I read through the first part of the ruling to get a better idea of what happened. Apparently, Apple wrote to the Irish tax authorities, and said "this is how we plan to calculate our taxes" and the Irish tax authority said "okay, no problem, that works for us" and the EU commission investigated some years later, and said "wait, was that method of calculating taxes available to all Irish companies? We don't think so, so now Ireland has to collect taxes from all the way back many years." Ireland said "no bro, we're all good, they don't owe us anything", and Apple said "wait, we just did what we were told to do, and we already paid taxes on that income in the US instead of the EU, you can't retroactively change the rules" and the EU top court just said "Sorry, those tax rules go against EU law, and yes we can"
I kind of agree, but I'm not an EU citizen and don't have any say in EU laws, so whatever :) If I were Apple, I would be a little miffed at this situation, though. It certainly makes me question whether or not I want to ever expand into the EU. But tax laws are too damn complicated in most other countries too. so maybe just budget for government incompetence?
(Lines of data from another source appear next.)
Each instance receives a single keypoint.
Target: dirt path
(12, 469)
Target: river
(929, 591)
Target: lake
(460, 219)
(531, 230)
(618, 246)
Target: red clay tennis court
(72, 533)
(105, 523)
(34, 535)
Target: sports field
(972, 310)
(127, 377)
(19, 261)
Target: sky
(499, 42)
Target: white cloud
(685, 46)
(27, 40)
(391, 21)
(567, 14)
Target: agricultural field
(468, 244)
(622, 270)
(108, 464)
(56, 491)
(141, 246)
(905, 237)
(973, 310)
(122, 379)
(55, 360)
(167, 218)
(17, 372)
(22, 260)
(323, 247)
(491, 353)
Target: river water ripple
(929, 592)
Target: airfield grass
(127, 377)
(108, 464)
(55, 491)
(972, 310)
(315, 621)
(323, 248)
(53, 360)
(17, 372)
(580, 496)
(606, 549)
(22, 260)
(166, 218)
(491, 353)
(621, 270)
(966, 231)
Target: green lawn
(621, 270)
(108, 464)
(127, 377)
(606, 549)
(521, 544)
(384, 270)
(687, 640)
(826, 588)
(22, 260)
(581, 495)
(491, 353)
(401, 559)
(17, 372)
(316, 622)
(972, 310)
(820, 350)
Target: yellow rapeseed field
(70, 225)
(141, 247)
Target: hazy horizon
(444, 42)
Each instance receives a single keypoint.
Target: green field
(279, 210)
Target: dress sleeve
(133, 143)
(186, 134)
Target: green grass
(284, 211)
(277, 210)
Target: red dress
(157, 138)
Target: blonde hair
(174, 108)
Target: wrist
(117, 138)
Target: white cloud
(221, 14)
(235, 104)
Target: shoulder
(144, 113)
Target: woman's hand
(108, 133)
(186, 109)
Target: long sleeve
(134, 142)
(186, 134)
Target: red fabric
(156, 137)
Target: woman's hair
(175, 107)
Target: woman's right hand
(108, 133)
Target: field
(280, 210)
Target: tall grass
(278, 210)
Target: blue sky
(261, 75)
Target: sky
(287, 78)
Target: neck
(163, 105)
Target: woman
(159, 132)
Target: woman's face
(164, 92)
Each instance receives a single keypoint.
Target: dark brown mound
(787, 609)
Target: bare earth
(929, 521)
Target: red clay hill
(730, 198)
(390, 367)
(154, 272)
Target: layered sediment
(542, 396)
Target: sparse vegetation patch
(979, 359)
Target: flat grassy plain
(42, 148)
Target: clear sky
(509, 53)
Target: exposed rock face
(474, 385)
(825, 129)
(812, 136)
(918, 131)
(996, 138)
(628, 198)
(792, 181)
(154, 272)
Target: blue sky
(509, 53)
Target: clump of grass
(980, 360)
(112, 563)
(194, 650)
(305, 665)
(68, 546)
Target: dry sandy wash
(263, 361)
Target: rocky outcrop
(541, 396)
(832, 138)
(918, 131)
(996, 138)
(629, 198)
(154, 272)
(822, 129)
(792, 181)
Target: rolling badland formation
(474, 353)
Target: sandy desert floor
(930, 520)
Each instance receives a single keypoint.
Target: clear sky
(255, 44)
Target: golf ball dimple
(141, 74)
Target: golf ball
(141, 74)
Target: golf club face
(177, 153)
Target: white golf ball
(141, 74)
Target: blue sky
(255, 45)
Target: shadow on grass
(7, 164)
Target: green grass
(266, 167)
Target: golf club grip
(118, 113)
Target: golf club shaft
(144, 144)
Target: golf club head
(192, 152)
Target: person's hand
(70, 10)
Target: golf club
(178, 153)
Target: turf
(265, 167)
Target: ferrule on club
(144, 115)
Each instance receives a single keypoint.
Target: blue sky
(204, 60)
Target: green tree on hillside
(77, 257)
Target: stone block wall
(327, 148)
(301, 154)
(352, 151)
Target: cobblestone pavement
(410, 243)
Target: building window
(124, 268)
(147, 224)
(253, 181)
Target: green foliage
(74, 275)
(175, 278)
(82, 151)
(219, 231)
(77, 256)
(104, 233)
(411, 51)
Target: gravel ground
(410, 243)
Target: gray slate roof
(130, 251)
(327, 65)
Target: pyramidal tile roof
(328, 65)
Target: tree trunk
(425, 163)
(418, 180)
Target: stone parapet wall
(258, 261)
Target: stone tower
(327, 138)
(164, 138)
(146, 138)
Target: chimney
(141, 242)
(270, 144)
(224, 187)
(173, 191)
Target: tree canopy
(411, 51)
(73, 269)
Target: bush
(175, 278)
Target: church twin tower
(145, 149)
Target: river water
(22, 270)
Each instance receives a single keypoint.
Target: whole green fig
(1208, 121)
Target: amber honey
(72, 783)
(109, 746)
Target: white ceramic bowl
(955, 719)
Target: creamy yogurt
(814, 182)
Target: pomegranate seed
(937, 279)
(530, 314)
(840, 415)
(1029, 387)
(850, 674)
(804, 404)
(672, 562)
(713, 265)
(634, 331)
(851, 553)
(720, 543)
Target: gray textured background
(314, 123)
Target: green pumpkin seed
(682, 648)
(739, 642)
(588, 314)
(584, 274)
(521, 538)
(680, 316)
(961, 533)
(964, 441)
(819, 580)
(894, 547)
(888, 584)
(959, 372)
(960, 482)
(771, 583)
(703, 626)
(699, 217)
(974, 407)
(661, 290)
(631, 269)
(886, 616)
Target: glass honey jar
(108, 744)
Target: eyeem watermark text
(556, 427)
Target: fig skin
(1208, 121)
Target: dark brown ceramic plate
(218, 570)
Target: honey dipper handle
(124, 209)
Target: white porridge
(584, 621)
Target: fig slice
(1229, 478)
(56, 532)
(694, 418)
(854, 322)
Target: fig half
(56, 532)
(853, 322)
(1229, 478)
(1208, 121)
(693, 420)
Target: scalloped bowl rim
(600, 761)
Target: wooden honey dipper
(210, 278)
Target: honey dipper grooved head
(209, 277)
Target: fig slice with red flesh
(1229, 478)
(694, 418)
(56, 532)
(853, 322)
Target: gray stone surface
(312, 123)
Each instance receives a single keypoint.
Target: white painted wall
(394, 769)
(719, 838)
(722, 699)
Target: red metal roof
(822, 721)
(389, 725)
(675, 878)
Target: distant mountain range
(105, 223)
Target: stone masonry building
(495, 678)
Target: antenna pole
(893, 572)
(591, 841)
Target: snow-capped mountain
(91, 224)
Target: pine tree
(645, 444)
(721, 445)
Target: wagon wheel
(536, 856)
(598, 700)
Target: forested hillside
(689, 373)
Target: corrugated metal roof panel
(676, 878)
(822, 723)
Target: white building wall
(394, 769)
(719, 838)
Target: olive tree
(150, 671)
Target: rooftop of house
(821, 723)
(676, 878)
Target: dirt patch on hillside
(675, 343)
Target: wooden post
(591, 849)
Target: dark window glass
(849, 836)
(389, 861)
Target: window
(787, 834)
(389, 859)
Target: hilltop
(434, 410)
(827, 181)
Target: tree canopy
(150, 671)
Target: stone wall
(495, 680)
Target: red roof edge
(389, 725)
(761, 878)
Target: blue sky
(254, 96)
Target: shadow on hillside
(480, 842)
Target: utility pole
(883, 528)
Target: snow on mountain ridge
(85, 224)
The EU isn't going to get the taxes (certainly not the vast majority of them). They just ruled that it isn't OK for Apple to have been given this tax break via specific accounting rules. It's Ireland that gets the windfall, whether it wants it or not.
Other countries in the EU, however, can sue ireland for taxes they missed out on. Which is probably what will happen. The money will be divided up over many countries.
On what basis exactly? Income is taxed where the company (Apple subsidiary) is headquartered, so they would have to prove Apple would have chosen a different country, which is not going to happen.
> you can't retroactively change rules ... yes we can
Hence, fewer US companies will have significant production in the EU in general, and possibly Ireland in particular. Let's hope it will help native European industries flourish %)
They didn't retroactively change the rules. They retroactively found a contract invalid. I'd file this under "play stupid games, win stupid prizes" as it sounds like Apple tried to talk Ireland into giving it special treatment that wasn't actually legally possible under EU law and the EU found out and told them they can't actually do that after Ireland agreed.
If I get a tax agency worker to sign me a piece of paper that says I don't ever have to pay any taxes, I can insist that they said so all I want but I'll still owe the back taxes when someone finds out because that person had no authority to say I don't.
Also capital flight doesn't actually work like that no matter how often people parrot it. Ireland is the European HQ for US tech companies because they need a European HQ to access the extremely lucrative market and Ireland is willing to go to great lengths (clearly including "agreeing to conditions they can't legally agree to) to attract them to go there in particular. If Ireland becomes less attractive that means they will be more likely to go elsewhere but their European HQ will still be in the EU/EEA because that's what it's for. This wasn't a case of Ireland competing for Europe where Ireland losing is a loss to all of the EU, it was Ireland competing against other EU countries.